1

When I apply the Scala predefined identity function to a collection using the map method the original collection is returned unchanged. However, is the compiler smart enough to simply return the unchanged collection as an O(1) operation? Or will the identity function still be applied to each element in the original collection yielding a O(n) operation?

davidrpugh
  • 4,363
  • 5
  • 32
  • 46

4 Answers4

4

It is pretty straightforward to check that this is not the case. Start by making a test file with possibly optimized forms and compile it using scalac (with or without -optimise)

/// TestMap.scala
object TestMap {
  def mapOption[T](o: Option[T]): Option[T] = o.map(identity)
  def mapList[T](l: List[T]): List[T] = l.map(identity)
  def mapSeq[T](l: Seq[T]): Seq[T] = l.map(identity)
}

Then, checking javap -c TestMap.class you can see that nothing got optimized past specializing map to mapSeq, mapList, or mapOption:

Compiled from "TestMap.scala"
public final class TestMap {
  public static <T extends java/lang/Object> scala.collection.Seq<T> mapSeq(scala.collection.Seq<T>);
    Code:
       0: getstatic     #16                 // Field TestMap$.MODULE$:LTestMap$;
       3: aload_0       
       4: invokevirtual #18                 // Method TestMap$.mapSeq:(Lscala/collection/Seq;)Lscala/collection/Seq;
       7: areturn       

  public static <T extends java/lang/Object> scala.collection.immutable.List<T> mapList(scala.collection.immutable.List<T>);
    Code:
       0: getstatic     #16                 // Field TestMap$.MODULE$:LTestMap$;
       3: aload_0       
       4: invokevirtual #22                 // Method TestMap$.mapList:(Lscala/collection/immutable/List;)Lscala/collection/immutable/List;
       7: areturn       

  public static <T extends java/lang/Object> scala.Option<T> mapOption(scala.Option<T>);
    Code:
       0: getstatic     #16                 // Field TestMap$.MODULE$:LTestMap$;
       3: aload_0       
       4: invokevirtual #26                 // Method TestMap$.mapOption:(Lscala/Option;)Lscala/Option;
       7: areturn  

More simply, this sort of optimization just doesn't extend well in languages with side-effects (on the other hand, in Haskell, this sort of thing happens regularly). Should the compiler optimise l.map(x => { println(x); x }) to l or not for example?

Alec
  • 31,829
  • 7
  • 67
  • 114
2

Rex Kerr's handy Thyme utility confirms Alec's findings. The identity runtime is roughly proportional to the collection size.
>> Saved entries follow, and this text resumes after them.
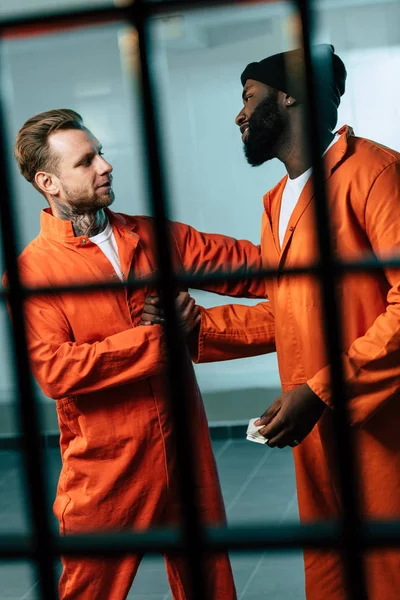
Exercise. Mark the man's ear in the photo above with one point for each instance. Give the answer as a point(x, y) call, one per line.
point(47, 183)
point(290, 101)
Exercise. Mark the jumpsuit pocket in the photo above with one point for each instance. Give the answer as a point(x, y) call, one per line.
point(60, 507)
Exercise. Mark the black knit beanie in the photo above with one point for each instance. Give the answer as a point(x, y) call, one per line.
point(285, 72)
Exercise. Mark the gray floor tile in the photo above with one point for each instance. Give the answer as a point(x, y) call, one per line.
point(16, 580)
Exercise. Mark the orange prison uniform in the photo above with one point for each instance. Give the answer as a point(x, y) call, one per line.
point(107, 376)
point(363, 185)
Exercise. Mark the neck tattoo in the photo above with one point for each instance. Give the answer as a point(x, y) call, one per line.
point(87, 224)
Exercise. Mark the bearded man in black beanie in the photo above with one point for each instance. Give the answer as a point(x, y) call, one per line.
point(363, 189)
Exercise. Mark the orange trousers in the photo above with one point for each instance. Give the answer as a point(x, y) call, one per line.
point(119, 473)
point(112, 578)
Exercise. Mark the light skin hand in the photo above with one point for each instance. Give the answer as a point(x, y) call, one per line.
point(188, 312)
point(291, 417)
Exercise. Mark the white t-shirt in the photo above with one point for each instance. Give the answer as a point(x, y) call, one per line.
point(291, 195)
point(107, 244)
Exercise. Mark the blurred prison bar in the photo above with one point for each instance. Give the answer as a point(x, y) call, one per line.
point(197, 57)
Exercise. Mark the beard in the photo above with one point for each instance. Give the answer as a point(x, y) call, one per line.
point(85, 201)
point(266, 126)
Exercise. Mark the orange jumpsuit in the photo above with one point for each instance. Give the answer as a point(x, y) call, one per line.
point(107, 375)
point(363, 185)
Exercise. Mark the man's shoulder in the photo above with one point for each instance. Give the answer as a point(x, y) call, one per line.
point(32, 264)
point(371, 156)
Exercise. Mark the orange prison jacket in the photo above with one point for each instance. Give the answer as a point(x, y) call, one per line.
point(363, 188)
point(107, 374)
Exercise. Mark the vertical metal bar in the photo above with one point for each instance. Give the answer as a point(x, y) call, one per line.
point(27, 407)
point(178, 375)
point(351, 523)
val smallC = Vector.tabulate(90)(_*2)
val bigC = Vector.tabulate(900)(_*2)

val th = ichi.bench.Thyme.warmed(verbose = print)
th.pbenchOffWarm("A vs. B")(th.Warm(smallC.map(identity)))(th.Warm(bigC.map(identity)))
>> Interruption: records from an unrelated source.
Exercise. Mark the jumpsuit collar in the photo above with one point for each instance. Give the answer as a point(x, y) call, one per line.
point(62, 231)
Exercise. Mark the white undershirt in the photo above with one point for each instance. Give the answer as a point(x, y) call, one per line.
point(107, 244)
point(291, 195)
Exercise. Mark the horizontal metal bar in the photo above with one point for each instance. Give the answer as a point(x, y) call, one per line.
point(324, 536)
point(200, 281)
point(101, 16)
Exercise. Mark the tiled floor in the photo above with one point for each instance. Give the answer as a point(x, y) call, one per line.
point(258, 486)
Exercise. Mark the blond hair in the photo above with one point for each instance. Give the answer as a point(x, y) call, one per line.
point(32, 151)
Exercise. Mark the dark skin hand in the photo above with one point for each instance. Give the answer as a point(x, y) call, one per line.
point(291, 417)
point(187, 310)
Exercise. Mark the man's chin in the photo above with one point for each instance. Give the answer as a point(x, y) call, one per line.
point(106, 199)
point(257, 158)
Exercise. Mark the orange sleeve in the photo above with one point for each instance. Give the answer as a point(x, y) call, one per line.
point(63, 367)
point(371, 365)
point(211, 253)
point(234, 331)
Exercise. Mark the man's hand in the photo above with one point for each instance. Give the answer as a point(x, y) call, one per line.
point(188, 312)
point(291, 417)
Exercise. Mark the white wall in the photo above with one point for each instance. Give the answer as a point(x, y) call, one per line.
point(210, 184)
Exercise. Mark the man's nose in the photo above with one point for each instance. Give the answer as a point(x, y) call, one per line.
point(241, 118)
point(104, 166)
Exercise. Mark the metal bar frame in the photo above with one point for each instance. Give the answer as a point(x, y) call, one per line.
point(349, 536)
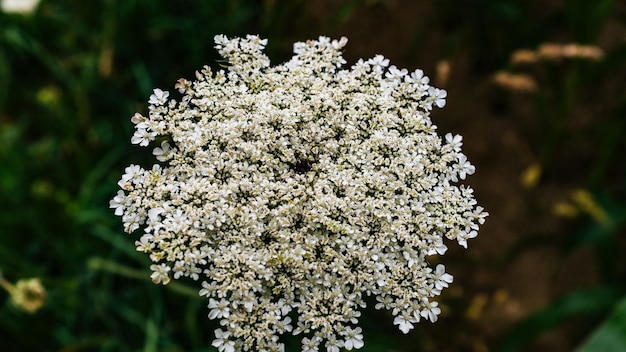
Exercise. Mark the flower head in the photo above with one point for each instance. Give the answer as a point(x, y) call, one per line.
point(293, 191)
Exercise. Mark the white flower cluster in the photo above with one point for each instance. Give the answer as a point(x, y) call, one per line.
point(294, 191)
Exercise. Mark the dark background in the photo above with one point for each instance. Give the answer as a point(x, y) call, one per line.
point(546, 272)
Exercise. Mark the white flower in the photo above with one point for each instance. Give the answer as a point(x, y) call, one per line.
point(439, 96)
point(218, 309)
point(221, 341)
point(118, 203)
point(291, 192)
point(160, 273)
point(378, 61)
point(464, 167)
point(162, 153)
point(24, 7)
point(159, 97)
point(404, 322)
point(442, 279)
point(143, 137)
point(455, 141)
point(353, 338)
point(431, 311)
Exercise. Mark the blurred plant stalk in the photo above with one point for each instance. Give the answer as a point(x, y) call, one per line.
point(26, 294)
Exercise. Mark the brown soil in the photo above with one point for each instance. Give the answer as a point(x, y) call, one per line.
point(515, 265)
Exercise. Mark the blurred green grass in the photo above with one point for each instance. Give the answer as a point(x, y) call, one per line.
point(73, 72)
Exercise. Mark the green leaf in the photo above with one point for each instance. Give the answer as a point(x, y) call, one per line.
point(611, 335)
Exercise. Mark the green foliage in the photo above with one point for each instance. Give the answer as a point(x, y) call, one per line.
point(74, 72)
Benchmark comparison (in 4.694 s): A vs. B
Significantly different (p ~= 0)
  Time ratio:    9.31267   95% CI 9.25599 - 9.36935   (n=20)
    First     1.492 us   95% CI 1.487 us - 1.496 us
    Second    13.89 us   95% CI 13.82 us - 13.96 us
jwvh
  • 50,871
  • 7
  • 38
  • 64
2

When I apply the Scala predefined identity function to a collection using the map method the original collection is returned unchanged.

No, it isn't. A new collection with identical contents is returned. Constructing this new collection will typically be O(n).
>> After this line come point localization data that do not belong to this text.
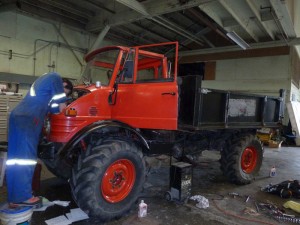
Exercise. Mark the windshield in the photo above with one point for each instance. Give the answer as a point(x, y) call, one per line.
point(100, 67)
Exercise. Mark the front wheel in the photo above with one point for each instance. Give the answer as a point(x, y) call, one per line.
point(108, 178)
point(241, 160)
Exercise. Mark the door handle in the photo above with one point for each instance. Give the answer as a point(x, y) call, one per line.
point(168, 93)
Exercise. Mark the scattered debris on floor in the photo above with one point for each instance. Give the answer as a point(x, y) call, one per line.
point(285, 189)
point(202, 201)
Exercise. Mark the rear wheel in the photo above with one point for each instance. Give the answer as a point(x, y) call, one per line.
point(108, 178)
point(242, 159)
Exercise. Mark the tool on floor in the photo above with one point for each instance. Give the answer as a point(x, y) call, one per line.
point(14, 216)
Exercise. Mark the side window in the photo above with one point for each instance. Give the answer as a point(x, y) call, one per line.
point(151, 69)
point(127, 69)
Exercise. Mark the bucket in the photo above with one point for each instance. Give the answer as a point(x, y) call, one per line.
point(17, 216)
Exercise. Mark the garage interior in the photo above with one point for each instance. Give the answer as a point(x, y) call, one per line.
point(250, 47)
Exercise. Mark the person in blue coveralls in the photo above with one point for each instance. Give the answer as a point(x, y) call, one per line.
point(46, 95)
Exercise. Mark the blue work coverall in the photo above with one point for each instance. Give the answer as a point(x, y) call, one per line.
point(25, 124)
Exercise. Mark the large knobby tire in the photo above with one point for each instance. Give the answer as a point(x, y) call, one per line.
point(242, 158)
point(108, 178)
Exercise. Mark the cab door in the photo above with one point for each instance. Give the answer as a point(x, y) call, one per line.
point(148, 97)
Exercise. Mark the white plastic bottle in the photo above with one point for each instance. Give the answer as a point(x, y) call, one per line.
point(142, 209)
point(273, 172)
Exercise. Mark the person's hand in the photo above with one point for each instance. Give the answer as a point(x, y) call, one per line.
point(62, 106)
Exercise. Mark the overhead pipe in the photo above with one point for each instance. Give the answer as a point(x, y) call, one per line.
point(69, 46)
point(208, 23)
point(35, 51)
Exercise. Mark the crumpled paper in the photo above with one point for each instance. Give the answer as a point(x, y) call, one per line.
point(47, 203)
point(202, 201)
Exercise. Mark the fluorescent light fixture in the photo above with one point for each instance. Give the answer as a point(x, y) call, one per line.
point(238, 40)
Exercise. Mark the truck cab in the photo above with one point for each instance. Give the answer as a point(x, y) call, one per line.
point(134, 86)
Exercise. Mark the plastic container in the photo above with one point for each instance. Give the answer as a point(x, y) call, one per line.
point(273, 172)
point(19, 215)
point(142, 209)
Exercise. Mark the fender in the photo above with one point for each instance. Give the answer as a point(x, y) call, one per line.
point(95, 126)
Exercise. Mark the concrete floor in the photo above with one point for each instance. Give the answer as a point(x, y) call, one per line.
point(208, 181)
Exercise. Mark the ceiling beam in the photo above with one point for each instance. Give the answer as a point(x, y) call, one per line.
point(138, 11)
point(177, 29)
point(271, 44)
point(140, 8)
point(240, 17)
point(259, 52)
point(257, 15)
point(284, 18)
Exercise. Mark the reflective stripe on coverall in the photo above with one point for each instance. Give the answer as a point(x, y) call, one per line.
point(25, 125)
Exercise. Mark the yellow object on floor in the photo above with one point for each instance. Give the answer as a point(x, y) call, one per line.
point(292, 205)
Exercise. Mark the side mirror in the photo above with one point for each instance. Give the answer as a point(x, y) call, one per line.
point(111, 100)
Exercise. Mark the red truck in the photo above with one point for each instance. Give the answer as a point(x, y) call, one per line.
point(132, 104)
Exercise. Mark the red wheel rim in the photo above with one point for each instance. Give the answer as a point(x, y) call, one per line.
point(249, 159)
point(118, 180)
However, is the compiler smart enough to simply return the unchanged collection as an O(1) operation? Or will the identity function still be applied to each element in the original collection yielding a O(n) operation?

In order to perform such an optimization, the compiler will have to decide that the function to be applied is extensionally equal to the identity function. This problem is called the Function Problem and is known to be undecidable. (It can be proven using the Halting Problem, for example.)

Of course, it would be possible to optimize for the specific function Predef.identity, not just any identity function. But the Scala compiler designers are not fond of such one-off special-case optimizations, that only help standard library code. They prefer general optimizations that benefits all code.

Jörg W Mittag
  • 363,080
  • 75
  • 446
  • 653
  • Well, technically, the question only asks about doing this for `Predef.identity`, not for all functions extensionally equal to it, and this could be done quite simply. But slowing down very slightly all `map` operations to speed up a very rare case isn't worthwhile. – Alexey Romanov Sep 18 '16 at 08:16
  • Yeah, you're right. I added a final paragraph with a clarification. – Jörg W Mittag Sep 20 '16 at 11:08
0

Measuring execution time seems to indicate that identity function is O(n):

Function for measuring code execution time, from this link:

def time[R](block: => R): R = {  
    val t0 = System.nanoTime()
    val result = block    // call-by-name
    val t1 = System.nanoTime()
    println("Elapsed time: " + (t1 - t0) + "ns")
    result
}

time {(1 to 100000000).map(identity)}  // Elapsed time: 8893077396ns

time {(1 to 10).map(identity)} // Elapsed time: 341129ns

// while only creation of range takes similar order of magnitude times. 

time {(1 to 10)}  // Elapsed time: 30250ns

time {(1 to 100000000)} // Elapsed time: 32351ns
Samar
  • 2,091
  • 1
  • 15
  • 18